# Best first snake.



## Khai Hoey (Sep 10, 2019)

Hi, I'm new here. I would really like to get a snake and I can’t get anything very large, or aggressive. It would be my first snake. Any tips?


----------



## Neil j (Sep 10, 2019)

Taipans 
Ooo nah Something from the carpet or antaresia family. 
Do morphs interest you, pure or wildtype?


----------



## -Adam- (Sep 10, 2019)

Neil j said:


> Taipans



Thanks! Note for future: Don't take a sip of coffee and then read Neil's posts!!!!!!


----------



## Khai Hoey (Sep 10, 2019)

-Adam- said:


> Thanks! Note for future: Don't take a sip of coffee and then read Neil's posts!!!!!!



Haha. I was going to say. Taipans?
[doublepost=1568099286,1568098261][/doublepost]I was considering Stimson or Children’s.


----------



## Sdaji (Sep 11, 2019)

Khai Hoey said:


> Hi, I'm new here. I would really like to get a snake and I can’t get anything very large, or aggressive. It would be my first snake. Any tips?

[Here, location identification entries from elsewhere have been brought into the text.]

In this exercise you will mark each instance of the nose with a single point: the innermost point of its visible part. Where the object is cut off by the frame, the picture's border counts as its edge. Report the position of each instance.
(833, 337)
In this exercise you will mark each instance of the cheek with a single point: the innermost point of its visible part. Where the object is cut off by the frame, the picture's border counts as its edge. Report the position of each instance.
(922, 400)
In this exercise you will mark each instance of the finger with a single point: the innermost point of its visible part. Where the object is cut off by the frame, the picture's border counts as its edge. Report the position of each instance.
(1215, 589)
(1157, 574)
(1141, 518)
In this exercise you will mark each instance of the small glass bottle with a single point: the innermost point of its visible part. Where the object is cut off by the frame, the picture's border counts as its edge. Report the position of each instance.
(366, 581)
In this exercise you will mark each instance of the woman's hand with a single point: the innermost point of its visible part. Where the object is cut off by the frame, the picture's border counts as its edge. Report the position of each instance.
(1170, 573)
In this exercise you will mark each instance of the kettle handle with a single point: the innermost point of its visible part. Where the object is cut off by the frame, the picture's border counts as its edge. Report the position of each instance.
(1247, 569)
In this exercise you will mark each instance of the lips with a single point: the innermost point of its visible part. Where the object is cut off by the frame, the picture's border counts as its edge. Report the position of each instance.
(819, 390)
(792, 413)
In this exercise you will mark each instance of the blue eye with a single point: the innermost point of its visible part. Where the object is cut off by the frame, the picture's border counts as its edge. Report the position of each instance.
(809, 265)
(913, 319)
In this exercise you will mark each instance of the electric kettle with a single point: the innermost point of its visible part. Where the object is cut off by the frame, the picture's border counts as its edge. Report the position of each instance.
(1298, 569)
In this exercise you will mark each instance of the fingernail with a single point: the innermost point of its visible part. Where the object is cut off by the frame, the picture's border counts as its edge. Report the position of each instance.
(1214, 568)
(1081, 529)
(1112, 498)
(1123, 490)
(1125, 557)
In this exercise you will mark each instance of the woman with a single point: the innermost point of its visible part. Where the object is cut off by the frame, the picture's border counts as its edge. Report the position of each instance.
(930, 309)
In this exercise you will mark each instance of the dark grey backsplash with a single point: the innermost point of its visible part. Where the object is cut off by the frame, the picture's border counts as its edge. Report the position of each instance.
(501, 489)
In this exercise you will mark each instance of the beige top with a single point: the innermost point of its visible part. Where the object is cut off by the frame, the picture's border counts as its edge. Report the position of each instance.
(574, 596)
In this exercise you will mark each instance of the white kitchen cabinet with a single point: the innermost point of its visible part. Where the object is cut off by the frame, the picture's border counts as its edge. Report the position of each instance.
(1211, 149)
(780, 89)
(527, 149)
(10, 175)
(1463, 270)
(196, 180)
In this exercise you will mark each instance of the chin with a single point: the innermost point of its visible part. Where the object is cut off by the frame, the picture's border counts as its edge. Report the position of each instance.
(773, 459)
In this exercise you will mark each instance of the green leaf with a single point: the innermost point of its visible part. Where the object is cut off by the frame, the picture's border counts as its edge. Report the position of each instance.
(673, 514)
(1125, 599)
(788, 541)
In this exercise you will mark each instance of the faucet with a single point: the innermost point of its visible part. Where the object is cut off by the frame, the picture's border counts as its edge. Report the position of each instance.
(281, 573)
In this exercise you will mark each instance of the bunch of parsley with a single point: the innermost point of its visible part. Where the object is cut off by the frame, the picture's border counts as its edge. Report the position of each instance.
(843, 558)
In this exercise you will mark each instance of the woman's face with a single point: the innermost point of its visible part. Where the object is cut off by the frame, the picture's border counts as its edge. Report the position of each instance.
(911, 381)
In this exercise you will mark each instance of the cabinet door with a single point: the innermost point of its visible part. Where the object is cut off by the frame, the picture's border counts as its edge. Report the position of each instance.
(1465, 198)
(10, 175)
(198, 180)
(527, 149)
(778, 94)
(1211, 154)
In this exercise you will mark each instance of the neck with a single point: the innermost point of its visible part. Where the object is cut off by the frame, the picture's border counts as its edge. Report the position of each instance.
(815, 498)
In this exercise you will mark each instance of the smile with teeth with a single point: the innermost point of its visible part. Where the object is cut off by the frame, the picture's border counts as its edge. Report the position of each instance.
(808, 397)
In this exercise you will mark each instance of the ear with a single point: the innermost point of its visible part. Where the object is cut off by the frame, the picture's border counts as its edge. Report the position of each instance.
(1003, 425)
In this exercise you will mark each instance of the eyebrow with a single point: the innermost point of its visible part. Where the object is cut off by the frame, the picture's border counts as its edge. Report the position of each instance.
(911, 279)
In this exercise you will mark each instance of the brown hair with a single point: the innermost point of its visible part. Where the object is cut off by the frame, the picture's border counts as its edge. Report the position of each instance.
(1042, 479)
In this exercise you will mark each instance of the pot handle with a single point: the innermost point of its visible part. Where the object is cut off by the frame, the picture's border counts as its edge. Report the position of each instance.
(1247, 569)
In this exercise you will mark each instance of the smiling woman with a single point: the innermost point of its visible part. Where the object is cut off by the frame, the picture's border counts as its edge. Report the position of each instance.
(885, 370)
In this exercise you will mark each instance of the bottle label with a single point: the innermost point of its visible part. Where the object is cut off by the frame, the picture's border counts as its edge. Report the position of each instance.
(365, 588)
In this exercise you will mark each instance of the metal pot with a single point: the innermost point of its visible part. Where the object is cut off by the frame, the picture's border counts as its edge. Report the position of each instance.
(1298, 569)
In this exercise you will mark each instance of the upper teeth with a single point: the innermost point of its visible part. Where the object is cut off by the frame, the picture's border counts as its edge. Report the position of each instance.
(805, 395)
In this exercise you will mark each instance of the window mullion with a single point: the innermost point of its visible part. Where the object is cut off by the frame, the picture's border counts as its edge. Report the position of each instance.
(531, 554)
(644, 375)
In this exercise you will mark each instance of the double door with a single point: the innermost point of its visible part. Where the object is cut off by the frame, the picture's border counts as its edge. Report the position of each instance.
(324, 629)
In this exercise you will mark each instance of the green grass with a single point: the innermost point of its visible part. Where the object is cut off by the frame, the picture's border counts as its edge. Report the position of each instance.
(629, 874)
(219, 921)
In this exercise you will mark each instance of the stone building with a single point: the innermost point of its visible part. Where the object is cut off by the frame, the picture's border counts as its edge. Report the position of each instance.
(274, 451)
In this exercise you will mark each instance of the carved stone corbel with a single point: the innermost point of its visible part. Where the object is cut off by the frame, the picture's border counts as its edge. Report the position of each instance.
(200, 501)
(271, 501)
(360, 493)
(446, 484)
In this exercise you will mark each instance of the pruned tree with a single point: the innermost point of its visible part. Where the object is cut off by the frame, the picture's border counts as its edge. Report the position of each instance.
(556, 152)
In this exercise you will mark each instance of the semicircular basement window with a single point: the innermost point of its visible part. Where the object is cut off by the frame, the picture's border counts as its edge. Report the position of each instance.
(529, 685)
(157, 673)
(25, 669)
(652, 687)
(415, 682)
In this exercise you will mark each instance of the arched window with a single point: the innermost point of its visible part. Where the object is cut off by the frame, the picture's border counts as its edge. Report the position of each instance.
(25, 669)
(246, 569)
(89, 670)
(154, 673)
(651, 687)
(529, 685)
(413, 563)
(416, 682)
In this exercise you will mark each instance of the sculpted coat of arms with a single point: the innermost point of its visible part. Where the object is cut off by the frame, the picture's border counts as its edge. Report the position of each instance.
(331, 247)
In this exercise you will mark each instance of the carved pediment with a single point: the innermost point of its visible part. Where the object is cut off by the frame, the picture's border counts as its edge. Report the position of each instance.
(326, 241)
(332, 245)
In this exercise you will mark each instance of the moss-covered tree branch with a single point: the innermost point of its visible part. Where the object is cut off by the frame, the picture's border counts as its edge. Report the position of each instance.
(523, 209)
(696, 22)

If you want something smaller, the obvious choice is any of the Antaresia. Stimson's, Children's and Spotteds are all very similar in terms of care and behaviour, the only significant difference is colour and pattern, with the exception of the blonde Spotteds which are slightly larger (still quite small) and are particularly easy to feed. Basically from there it's a matter of choosing the paint job you like most. If you want something a little larger without it being a large snake, Womas are worth a look, but Antaresia are the obvious choice to go for if you're not wanting a large snake. Of course, if you end up enjoying your smaller python and wanting something larger, you can always get a second (or third, fourth, fifth... most people end up with a few and some of us end up loving them so much we end up with dozens or hundreds of snakes).


----------



## Khai Hoey (Sep 19, 2019)

Sdaji said:


> If you want something smaller, the obvious choice is any of the Antaresia. Stimson's, Children's and Spotteds are all very similar in terms of care and behaviour, the only significant difference is colour and pattern, with the exception of the blonde Spotteds which are slightly larger (still quite small) and are particularly easy to feed. Basically from there it's a matter of choosing the paint job you like most. If you want something a little larger without it being a large snake, Womas are worth a look, but Antaresia are the obvious choice to go for if you're not wanting a large snake. Of course, if you end up enjoying your smaller python and wanting something larger, you can always get a second (or third, fourth, fifth... most people end up with a few and some of us end up loving them so much we end up with dozens or hundreds of snakes).


Thankyou


----------



## drunklittlesnake (Nov 25, 2019)

Hm well it depends on were you live, diffrent countries have diffrent rules about what reptiles you can keep.


----------